Manon, en revanche, a eu la chance de tomber sur un généraliste très au fait du sujet qui l’a mise en garde dès 2011. Migraineuse depuis l’enfance, elle avait l’habitude de calmer ses céphalées grâce à l’ibuprofène, efficace. « En 2011, j’ai connu une période de migraine qui a duré plus de 20 jours. Il m’arrivait de prendre jusqu’à cinq cachets par jour ce qui me permettait d’avoir quelques minutes de répit. Au bout d’un moment je suis allée voir mon médecin et il m’a avertie des dangers de l’ibuprofène. Il m’a alors expliqué que j’étais rentrée dans un cercle vicieux ou plus je prends d’ibuprofène, plus j’avais mal à la tête et du coup en croyant me soigner j’amplifiais le problème ! Il m’a expliqué aussi qu’il avait déjà dû faire hospitaliser un patient en urgence qui avait besoin de se sevrer de l’ibuprofène tellement le médicament lui avait causé des problèmes. »

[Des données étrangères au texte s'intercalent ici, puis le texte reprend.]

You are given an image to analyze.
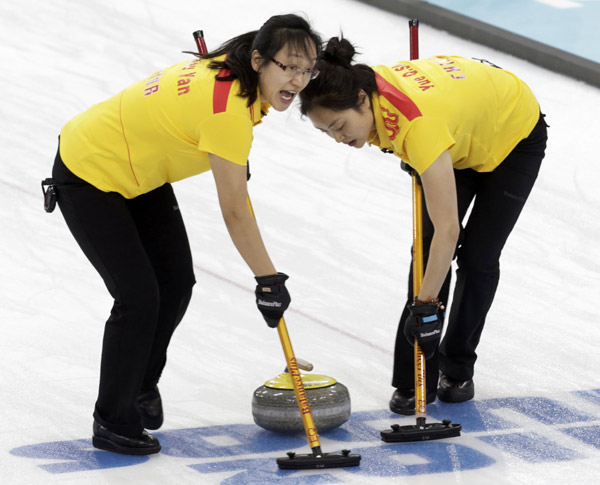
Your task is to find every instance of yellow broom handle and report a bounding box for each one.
[412,173,427,418]
[277,317,321,451]
[247,196,321,454]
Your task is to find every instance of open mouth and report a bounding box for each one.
[279,91,296,102]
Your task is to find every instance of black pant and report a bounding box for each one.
[392,111,548,392]
[52,147,195,436]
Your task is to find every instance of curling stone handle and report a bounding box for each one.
[296,358,314,372]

Depuis, Manon s’est sevrée et ne touche plus un gramme d’Ibuprofène, préférant le paracétamol. Conseil que l’ANSM donne d’ailleurs dans son communiqué : mieux vaux « privilégier l’utilisation du paracétamol en cas de douleur et/ou de fièvre, notamment dans un contexte d’infection courante comme une angine, une rhino-pharyngite, une otite, une toux, une infection pulmonaire, une lésion cutanée ou la varicelle, en particulier en automédication ». « Je suis heureuse de voir que les problèmes rencontrés avec l’ibuprofène commencent à être mis en avant », se félicite Manon.